30’lu yaşlardan sonra daha sık görülüyor  
 
30’lu yaşlardan sonra daha sık rastlanan hastalığın belirtilerini ayağı hareket ettirme dürtüsü, karıncalanma, uyuşma ve bazen ağrıya benzeyen hisler şeklinde sıralayan Hüseyinoğlu, “Hastalar özellikle yatağa girdiklerinde, uykuya dalmak üzere olduklarında ayaklarında, bacaklarında bu hoş olmayan hisler yaşıyorlar. Bacakları hareket ettirme, germe, kalkıp yürüme dürtüsü oluyor. Bu hislere bazen hastaların kollarında, başında, yüz bölgesinde bile rastladığımız oluyor. Belirtiler daha çok gece görülmekle birlikte, gündüz uzandıklarında, yolculuklarda, belli süre hareketsiz kalınan toplantı, sinema, tiyatro gibi ortamlarda da görülebiliyor” diye konuştu. 
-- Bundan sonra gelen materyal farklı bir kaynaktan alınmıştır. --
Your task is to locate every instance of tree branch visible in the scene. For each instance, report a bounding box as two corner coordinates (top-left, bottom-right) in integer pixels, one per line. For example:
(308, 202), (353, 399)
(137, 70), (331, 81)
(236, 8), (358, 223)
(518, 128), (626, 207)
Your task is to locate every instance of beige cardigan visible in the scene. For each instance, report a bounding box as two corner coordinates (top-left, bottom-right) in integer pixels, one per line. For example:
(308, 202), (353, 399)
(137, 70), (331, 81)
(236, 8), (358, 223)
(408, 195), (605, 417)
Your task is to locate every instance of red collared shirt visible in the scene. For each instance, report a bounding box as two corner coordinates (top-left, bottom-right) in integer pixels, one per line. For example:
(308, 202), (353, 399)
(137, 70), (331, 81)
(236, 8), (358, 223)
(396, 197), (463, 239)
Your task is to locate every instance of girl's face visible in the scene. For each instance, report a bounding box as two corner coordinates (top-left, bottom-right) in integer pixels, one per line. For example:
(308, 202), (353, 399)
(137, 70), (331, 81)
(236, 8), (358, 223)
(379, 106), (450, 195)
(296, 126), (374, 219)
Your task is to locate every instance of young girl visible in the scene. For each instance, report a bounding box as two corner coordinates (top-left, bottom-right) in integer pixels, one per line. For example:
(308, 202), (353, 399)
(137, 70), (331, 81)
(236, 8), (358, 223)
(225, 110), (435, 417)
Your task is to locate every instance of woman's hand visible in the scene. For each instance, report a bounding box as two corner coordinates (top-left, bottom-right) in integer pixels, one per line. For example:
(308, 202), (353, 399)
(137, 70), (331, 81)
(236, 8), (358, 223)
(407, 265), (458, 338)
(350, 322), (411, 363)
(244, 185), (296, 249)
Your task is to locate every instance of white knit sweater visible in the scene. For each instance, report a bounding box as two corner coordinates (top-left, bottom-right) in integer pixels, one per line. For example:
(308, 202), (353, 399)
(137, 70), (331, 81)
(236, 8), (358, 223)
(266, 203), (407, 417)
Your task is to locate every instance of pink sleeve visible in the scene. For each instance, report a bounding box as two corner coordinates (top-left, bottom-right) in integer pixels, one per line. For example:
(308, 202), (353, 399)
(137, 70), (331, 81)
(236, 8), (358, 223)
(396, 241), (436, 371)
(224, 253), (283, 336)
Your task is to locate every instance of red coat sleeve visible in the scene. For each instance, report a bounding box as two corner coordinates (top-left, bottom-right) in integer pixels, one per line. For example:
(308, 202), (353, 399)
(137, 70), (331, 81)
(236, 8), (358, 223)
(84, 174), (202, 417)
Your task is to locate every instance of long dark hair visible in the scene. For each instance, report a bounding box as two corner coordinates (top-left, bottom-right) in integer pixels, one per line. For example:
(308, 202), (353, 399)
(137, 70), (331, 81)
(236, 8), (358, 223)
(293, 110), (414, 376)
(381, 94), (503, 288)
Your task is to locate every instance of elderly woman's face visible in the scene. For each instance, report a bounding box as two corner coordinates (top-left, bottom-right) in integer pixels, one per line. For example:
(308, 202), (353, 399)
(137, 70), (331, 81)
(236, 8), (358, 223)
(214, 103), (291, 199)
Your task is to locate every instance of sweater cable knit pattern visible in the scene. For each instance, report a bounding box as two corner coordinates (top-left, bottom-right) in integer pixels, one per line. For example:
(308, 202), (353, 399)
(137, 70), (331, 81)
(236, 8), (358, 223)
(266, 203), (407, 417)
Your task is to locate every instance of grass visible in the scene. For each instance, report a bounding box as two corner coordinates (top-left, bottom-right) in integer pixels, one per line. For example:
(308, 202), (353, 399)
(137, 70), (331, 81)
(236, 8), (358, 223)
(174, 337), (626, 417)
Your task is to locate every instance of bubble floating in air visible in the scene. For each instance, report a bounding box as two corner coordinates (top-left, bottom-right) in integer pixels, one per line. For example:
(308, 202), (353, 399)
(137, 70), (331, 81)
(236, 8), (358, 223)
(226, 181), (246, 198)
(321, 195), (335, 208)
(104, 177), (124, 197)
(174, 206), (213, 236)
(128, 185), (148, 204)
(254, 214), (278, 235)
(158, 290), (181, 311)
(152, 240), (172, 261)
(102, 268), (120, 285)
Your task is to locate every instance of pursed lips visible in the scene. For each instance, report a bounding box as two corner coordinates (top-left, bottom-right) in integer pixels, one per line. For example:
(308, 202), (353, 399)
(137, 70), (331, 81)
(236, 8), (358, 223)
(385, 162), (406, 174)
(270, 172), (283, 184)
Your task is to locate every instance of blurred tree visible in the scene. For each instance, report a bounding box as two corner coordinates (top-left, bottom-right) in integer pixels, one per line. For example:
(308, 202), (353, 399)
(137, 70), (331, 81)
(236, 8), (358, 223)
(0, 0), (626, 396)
Huzursuz bacak sendromunun; ilki idiopatik primer, ikincisi de başka bir hastalığa bağlı olarak ortaya çıkmak üzere iki tipinin görüldüğünü ifade eden Hüseyinoğlu, “Söz konusu başka hastalıklar, kansızlık, demir eksikliği, folik asit, magnezyum, kalsiyum eksiklikleri, insülin direnci ya da diyabet olabilir. Ayrıca gebelerde de çok sık rastladığımız bir durumdur” dedi. 
 
Altta yatan nedene göre tedavi  
 
Hastalığın tetkikinin elektromiyografi cihazıyla yapıldığını kaydeden Hüseyinoğlu, tetkikte herhangi bir bulguya rastlanmaması durumunda da, altta yatan nedenlerinin incelendiğini söyledi. Tedavisinin de altında yatan nedene göre yapıldığını dile getiren Hüseyinoğlu, “Sebebi, bilinmeyen bir huzursuz bacak sendromunda belli başlı ilaçlarımız var, bunlardan çok güzel ve düzgün sonuçlar elde ediyoruz. Ama bunun dışında altta yatan bir neden varsa ona yönelik tedavide bulunuyoruz. Örneğin hastada böbrek yetmezliği varsa o yönde tedavi görmesini sağlıyoruz. Demir eksikliği varsa yine aynı şekilde onun için bir tedavi uyguluyoruz. Çok zor kaldığımız durumlarda da hastaların kar ve zarar oranlarını ölçerek ona göre nörolojik ve dopaminerjik ilaçlar kullanıyoruz” ifadelerini kullandı.